The cow microbiome is so crucial to its survival that you could invert your idea of a cow and think of it as simply a vehicle for its own microbiome, a fourlegged vessel transporting the microorganisms to the plants of their choice.

During a visit to a beef farm, the author reflects on the role of gut bacteria in herbivores.

This startling metaphor reframes our understanding of animal biology and hints at our own dependence on microbes, making the concept instantly memorable.

The main point is not that they are themselves harmful, it’s that the additives are a proxy for UPF. They signal a method and purpose of food production that we now know is linked to disease.

After noting that people consume 8kg of food additives per year in industrialised countries.

This insight refocuses concern from individual chemicals to the entire system of ultra-processing, which is a more powerful and nuanced critique.

6. How our bodies really manage calories

We smear a conscious layer over all this, but eating is far less of a choice than it appears.

The author summarizes how unconscious neuroendocrine systems dominate our eating behavior.

It succinctly captures the book's central thesis that eating is not a simple rational choice, making it a powerful and memorable insight.

The system didn’t evolve to handle the concoctions that arrived with the third age of eating.

The author concludes that our evolved regulatory mechanisms are mismatched with ultra-processed foods.

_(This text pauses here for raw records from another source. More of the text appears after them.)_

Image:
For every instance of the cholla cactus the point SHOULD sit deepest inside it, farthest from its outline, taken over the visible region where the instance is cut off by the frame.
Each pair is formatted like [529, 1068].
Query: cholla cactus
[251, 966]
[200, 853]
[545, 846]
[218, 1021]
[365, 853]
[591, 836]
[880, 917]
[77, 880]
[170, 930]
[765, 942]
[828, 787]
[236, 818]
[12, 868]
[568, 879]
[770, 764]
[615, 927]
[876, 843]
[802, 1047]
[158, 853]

This line crystallizes the evolutionary mismatch theory, explaining the obesity epidemic as a systemic problem rather than an individual failing.

7. Why it isn’t about sugar ...

I just think a terrible injustice has been done. I feel like a whistle blower. Hundreds of millions of people are getting the wrong advice about how to eat. It's hard to walk away from.

Gary Taubes speaking to the author about his crusade against carbohydrates.

This quote captures Taubes' passionate conviction and moral urgency, making it memorable for anyone who has felt driven by a cause.

Let that sink in. In England, more than 10 per cent of three-year-olds, and a quarter of five-year-olds, have tooth decay.

The author describing the dental crisis caused by ultra-processed foods.

The shocking statistic forces readers to pause and confront the preventable epidemic of childhood tooth decay.

The most common operation we do in children — ahead of fixing bones broken on trampolines, hernia repairs and appendix removals — is for rotten teeth.

The author comparing tooth extractions to other common childhood surgeries.

The vivid contrast between mundane injuries and rotting teeth makes the scale of the problem stark and unforgettable.

10. How UPF hacks our brains

These foods are like a fantasy. They are not home-made foods.

Maria Laura da Costa Louzada explained that even technically non-UPF products still lack the reality of home cooking.

It captures the deceptive allure of packaged foods that mimic homemade meals, making readers wary of their idealized image.